Took my old boat out today got a late start, but it paid off big time. We took them to Outcast to weigh them in they were still alive. Mine was 5.86 lbs and Kenny on the right was 6.06 lbs. We let both fish go healthy to fight again another day. Father in law had work today and was hating life that we both landed such nice fish.


----------



## Redtracker (Dec 28, 2011)

I need to catch some of those


----------



## Murphy's Law (Sep 27, 2007)

Nice catch for sure man ! What did ya'll catch'em on?

Sent from my S4 using Forum Runner


----------



## Spoolin Up (May 3, 2011)

Some pigs there


----------



## c_stowers (Jan 10, 2012)

Nice job. Those are some gators for sure.


----------



## 7M (Jan 5, 2008)

Nice trout. What were the lengths and what ya catch them on?


----------



## fairpoint (May 9, 2013)

Nice trout....


----------



## Reel Sick (May 4, 2009)

Forgot to measure length, we were in hurry up mode to get them back in the water. We used live mullet and croakers. Thanks for the comments guys this is my biggest trout to date, beat my last year's trout of 5.7.


----------



## panhandleslim (Jan 11, 2013)

Excellent job guys. Kudos on the release. 
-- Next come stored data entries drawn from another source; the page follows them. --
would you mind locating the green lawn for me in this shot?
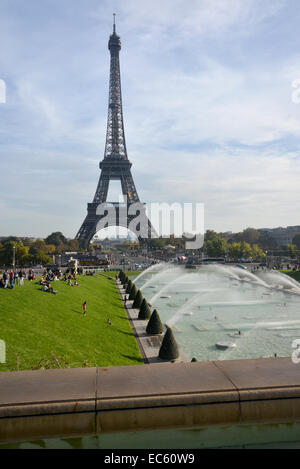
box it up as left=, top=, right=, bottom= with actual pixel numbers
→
left=0, top=275, right=143, bottom=371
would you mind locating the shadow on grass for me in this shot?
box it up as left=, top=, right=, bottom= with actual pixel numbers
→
left=121, top=354, right=144, bottom=363
left=72, top=309, right=84, bottom=315
left=115, top=328, right=135, bottom=337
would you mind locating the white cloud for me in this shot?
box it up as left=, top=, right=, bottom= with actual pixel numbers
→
left=1, top=0, right=300, bottom=238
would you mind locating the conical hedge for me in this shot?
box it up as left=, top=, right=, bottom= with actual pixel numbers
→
left=129, top=284, right=138, bottom=300
left=132, top=289, right=143, bottom=309
left=119, top=270, right=124, bottom=281
left=146, top=309, right=163, bottom=335
left=158, top=327, right=179, bottom=360
left=138, top=298, right=151, bottom=319
left=126, top=280, right=133, bottom=294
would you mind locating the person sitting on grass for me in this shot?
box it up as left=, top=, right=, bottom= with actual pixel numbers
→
left=40, top=277, right=47, bottom=285
left=107, top=318, right=112, bottom=325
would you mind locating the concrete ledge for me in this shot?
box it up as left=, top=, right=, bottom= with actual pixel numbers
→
left=97, top=392, right=238, bottom=410
left=0, top=367, right=96, bottom=418
left=96, top=362, right=236, bottom=401
left=1, top=358, right=300, bottom=442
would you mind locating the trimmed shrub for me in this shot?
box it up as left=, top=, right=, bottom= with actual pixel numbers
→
left=158, top=327, right=179, bottom=360
left=132, top=289, right=143, bottom=309
left=191, top=357, right=198, bottom=362
left=129, top=284, right=138, bottom=300
left=126, top=280, right=133, bottom=294
left=146, top=309, right=163, bottom=335
left=138, top=298, right=151, bottom=320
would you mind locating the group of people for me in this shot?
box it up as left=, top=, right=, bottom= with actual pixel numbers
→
left=0, top=269, right=27, bottom=289
left=39, top=268, right=80, bottom=292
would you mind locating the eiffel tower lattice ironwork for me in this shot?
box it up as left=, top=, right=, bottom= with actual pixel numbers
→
left=76, top=17, right=156, bottom=248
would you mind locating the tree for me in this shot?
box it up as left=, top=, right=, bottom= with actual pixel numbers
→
left=251, top=244, right=266, bottom=260
left=34, top=252, right=52, bottom=265
left=132, top=290, right=143, bottom=309
left=0, top=241, right=29, bottom=266
left=158, top=327, right=179, bottom=360
left=204, top=230, right=218, bottom=242
left=205, top=236, right=227, bottom=257
left=129, top=284, right=138, bottom=300
left=287, top=244, right=298, bottom=259
left=45, top=232, right=68, bottom=247
left=126, top=280, right=133, bottom=294
left=240, top=241, right=253, bottom=259
left=146, top=309, right=163, bottom=335
left=68, top=239, right=80, bottom=251
left=241, top=228, right=260, bottom=245
left=29, top=240, right=47, bottom=255
left=138, top=298, right=151, bottom=319
left=227, top=242, right=243, bottom=260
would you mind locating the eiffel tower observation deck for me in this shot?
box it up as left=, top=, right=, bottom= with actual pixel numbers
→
left=76, top=16, right=156, bottom=248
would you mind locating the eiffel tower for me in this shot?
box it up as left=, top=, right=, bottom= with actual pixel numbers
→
left=76, top=16, right=156, bottom=249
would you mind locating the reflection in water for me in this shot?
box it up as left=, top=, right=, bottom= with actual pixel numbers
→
left=2, top=422, right=300, bottom=449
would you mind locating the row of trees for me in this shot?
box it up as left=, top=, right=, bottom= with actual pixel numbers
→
left=1, top=226, right=300, bottom=266
left=0, top=232, right=80, bottom=267
left=120, top=229, right=267, bottom=259
left=120, top=227, right=298, bottom=257
left=203, top=230, right=266, bottom=259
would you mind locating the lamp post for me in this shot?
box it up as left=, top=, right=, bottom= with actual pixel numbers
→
left=12, top=245, right=16, bottom=269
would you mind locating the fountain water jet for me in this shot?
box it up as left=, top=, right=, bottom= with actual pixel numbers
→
left=134, top=262, right=166, bottom=284
left=138, top=263, right=300, bottom=362
left=150, top=271, right=187, bottom=304
left=140, top=266, right=181, bottom=292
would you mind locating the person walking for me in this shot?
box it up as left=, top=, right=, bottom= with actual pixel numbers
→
left=82, top=301, right=87, bottom=316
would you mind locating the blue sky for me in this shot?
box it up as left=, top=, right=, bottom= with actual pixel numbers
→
left=1, top=0, right=300, bottom=238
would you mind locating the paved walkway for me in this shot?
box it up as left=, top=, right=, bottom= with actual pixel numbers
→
left=116, top=280, right=189, bottom=364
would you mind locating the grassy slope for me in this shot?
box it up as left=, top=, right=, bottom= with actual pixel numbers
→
left=0, top=275, right=143, bottom=371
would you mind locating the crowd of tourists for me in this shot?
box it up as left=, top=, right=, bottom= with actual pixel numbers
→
left=0, top=269, right=35, bottom=289
left=0, top=266, right=82, bottom=291
left=39, top=268, right=80, bottom=293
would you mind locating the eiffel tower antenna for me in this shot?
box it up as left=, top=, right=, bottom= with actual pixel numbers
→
left=113, top=13, right=116, bottom=33
left=75, top=20, right=156, bottom=248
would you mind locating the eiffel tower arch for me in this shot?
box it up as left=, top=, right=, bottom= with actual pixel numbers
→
left=76, top=17, right=156, bottom=249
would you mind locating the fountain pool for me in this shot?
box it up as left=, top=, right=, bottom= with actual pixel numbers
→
left=134, top=265, right=300, bottom=361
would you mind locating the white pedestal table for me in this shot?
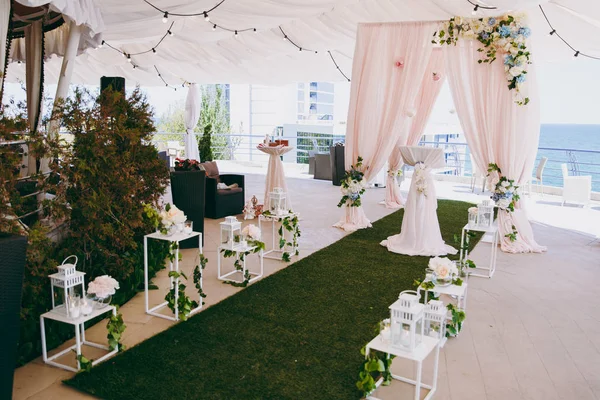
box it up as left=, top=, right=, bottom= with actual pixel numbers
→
left=257, top=145, right=294, bottom=211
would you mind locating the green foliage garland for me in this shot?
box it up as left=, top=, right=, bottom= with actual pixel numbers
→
left=221, top=239, right=265, bottom=287
left=356, top=345, right=395, bottom=398
left=446, top=303, right=466, bottom=337
left=106, top=309, right=126, bottom=352
left=74, top=351, right=93, bottom=373
left=263, top=210, right=301, bottom=262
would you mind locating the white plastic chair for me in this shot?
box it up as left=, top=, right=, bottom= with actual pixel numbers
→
left=528, top=156, right=547, bottom=197
left=561, top=163, right=591, bottom=207
left=469, top=154, right=485, bottom=193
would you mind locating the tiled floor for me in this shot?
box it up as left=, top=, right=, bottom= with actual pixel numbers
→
left=12, top=163, right=600, bottom=399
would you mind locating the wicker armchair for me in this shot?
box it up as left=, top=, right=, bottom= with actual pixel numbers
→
left=200, top=162, right=245, bottom=219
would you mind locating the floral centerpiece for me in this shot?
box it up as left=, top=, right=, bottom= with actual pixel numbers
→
left=414, top=165, right=428, bottom=197
left=487, top=163, right=520, bottom=241
left=88, top=275, right=120, bottom=307
left=174, top=158, right=202, bottom=171
left=159, top=203, right=187, bottom=234
left=241, top=224, right=262, bottom=248
left=387, top=169, right=402, bottom=178
left=337, top=156, right=367, bottom=208
left=428, top=257, right=458, bottom=286
left=433, top=14, right=532, bottom=105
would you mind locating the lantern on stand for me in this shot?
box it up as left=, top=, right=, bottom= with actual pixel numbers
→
left=389, top=290, right=424, bottom=352
left=220, top=216, right=242, bottom=250
left=424, top=300, right=447, bottom=340
left=477, top=200, right=494, bottom=228
left=269, top=187, right=287, bottom=216
left=48, top=256, right=86, bottom=318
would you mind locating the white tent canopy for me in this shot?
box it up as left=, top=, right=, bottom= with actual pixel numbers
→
left=5, top=0, right=600, bottom=85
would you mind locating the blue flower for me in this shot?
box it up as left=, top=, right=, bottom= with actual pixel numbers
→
left=516, top=75, right=526, bottom=83
left=350, top=193, right=359, bottom=201
left=498, top=26, right=511, bottom=37
left=518, top=27, right=531, bottom=38
left=488, top=17, right=496, bottom=26
left=504, top=55, right=514, bottom=65
left=480, top=32, right=489, bottom=40
left=510, top=29, right=519, bottom=38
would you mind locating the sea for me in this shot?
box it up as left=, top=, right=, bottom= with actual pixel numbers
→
left=536, top=124, right=600, bottom=192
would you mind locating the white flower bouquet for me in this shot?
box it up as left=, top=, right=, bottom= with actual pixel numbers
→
left=88, top=275, right=120, bottom=299
left=428, top=257, right=458, bottom=286
left=242, top=224, right=261, bottom=241
left=159, top=203, right=187, bottom=234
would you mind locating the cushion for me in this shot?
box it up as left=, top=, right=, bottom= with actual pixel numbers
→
left=217, top=187, right=243, bottom=196
left=201, top=161, right=220, bottom=182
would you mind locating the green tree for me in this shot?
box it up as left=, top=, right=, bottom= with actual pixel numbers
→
left=157, top=100, right=186, bottom=133
left=198, top=123, right=214, bottom=162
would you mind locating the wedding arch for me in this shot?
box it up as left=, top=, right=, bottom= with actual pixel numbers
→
left=335, top=15, right=546, bottom=254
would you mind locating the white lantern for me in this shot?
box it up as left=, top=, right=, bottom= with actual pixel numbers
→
left=269, top=187, right=287, bottom=216
left=389, top=290, right=424, bottom=352
left=424, top=300, right=447, bottom=340
left=220, top=216, right=242, bottom=250
left=48, top=256, right=86, bottom=318
left=477, top=200, right=494, bottom=228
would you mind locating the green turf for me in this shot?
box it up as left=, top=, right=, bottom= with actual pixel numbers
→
left=66, top=200, right=480, bottom=400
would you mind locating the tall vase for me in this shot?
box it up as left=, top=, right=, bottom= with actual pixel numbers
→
left=170, top=170, right=206, bottom=249
left=0, top=234, right=27, bottom=399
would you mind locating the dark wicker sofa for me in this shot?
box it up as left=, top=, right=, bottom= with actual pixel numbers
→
left=200, top=161, right=245, bottom=219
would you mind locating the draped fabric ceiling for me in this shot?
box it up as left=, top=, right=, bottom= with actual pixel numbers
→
left=4, top=0, right=600, bottom=86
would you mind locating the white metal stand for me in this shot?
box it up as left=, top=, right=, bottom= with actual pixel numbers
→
left=144, top=231, right=203, bottom=322
left=258, top=212, right=299, bottom=261
left=365, top=335, right=441, bottom=400
left=459, top=223, right=499, bottom=278
left=217, top=244, right=264, bottom=284
left=40, top=305, right=118, bottom=372
left=417, top=278, right=468, bottom=346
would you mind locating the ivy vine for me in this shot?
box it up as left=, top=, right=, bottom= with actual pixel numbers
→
left=356, top=346, right=395, bottom=397
left=262, top=210, right=301, bottom=262
left=221, top=239, right=265, bottom=287
left=74, top=351, right=93, bottom=373
left=106, top=308, right=126, bottom=352
left=446, top=303, right=466, bottom=338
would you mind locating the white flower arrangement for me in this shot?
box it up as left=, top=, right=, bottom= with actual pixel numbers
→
left=159, top=203, right=186, bottom=228
left=414, top=166, right=428, bottom=197
left=88, top=275, right=120, bottom=299
left=433, top=14, right=532, bottom=105
left=387, top=169, right=403, bottom=178
left=468, top=207, right=479, bottom=215
left=337, top=157, right=367, bottom=208
left=428, top=257, right=458, bottom=279
left=242, top=224, right=261, bottom=240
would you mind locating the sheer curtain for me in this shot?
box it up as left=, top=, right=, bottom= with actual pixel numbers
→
left=385, top=48, right=447, bottom=208
left=334, top=21, right=436, bottom=232
left=446, top=41, right=546, bottom=253
left=184, top=83, right=201, bottom=161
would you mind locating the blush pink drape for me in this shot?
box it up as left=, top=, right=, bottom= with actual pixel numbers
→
left=381, top=146, right=457, bottom=256
left=385, top=48, right=447, bottom=208
left=258, top=145, right=294, bottom=211
left=334, top=22, right=436, bottom=232
left=446, top=41, right=546, bottom=253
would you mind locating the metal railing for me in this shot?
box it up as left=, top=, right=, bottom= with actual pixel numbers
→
left=149, top=133, right=600, bottom=192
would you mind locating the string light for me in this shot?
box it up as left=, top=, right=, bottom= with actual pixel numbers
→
left=143, top=0, right=226, bottom=18
left=168, top=30, right=173, bottom=36
left=101, top=22, right=174, bottom=58
left=539, top=5, right=600, bottom=61
left=152, top=48, right=157, bottom=53
left=279, top=27, right=317, bottom=54
left=234, top=30, right=238, bottom=37
left=162, top=12, right=168, bottom=23
left=466, top=0, right=497, bottom=15
left=99, top=40, right=104, bottom=48
left=328, top=50, right=351, bottom=82
left=127, top=54, right=132, bottom=62
left=212, top=24, right=216, bottom=31
left=154, top=65, right=177, bottom=91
Glad you guys understand that they are never going to get any bigger if they hit the filet table.


----------



## GROUPERKING (Sep 28, 2011)

Mighty fine looking pair of trout !


----------



## capt.joe (Feb 2, 2011)

Those are some fine trout B!!


----------



## outdoorkid (Jan 6, 2010)

Nice!


----------



## dabutcher (Apr 19, 2008)

Those are some fine trout. Congrats of the catch.


----------



## fsu alex (Aug 3, 2011)

Nice catch and congrats on your personal best.


----------



## Fisherdad1 (Oct 4, 2007)

Nice fish! Not looking for location, but did you hook and line the croaker or net them?


----------



## Reel Sick (May 4, 2009)

Fisherdad1 said:


> Nice fish! Not looking for location, but did you hook and line the croaker or net them?


We got a few bonus Croakers in the net while we were throwing on mullet.


----------



## parrothead (Oct 1, 2007)

Very nice fish. Congrats. Hope to hook a few soon. :thumbsup::thumbsup::thumbsup:

Scott


----------



## Lexcore (May 5, 2012)

:thumbup: Nice :thumbup:


----------



## Magic Mike (Jun 30, 2009)

Wow... SLOBS.

Glad you released them... good on you sir.


----------



## trophytroutman (Mar 13, 2014)

Nice hogs.


----------



## tat (Oct 8, 2007)

Excellent job catching a couple of sows! Just wondering if they were deep (cold weather pattern) or if they had moved up shallow (spring type pattern). Last time I was out the water was still barely 60 so I was expecting a couple more weeks before they moved shallow.

Great job on the live release too!


----------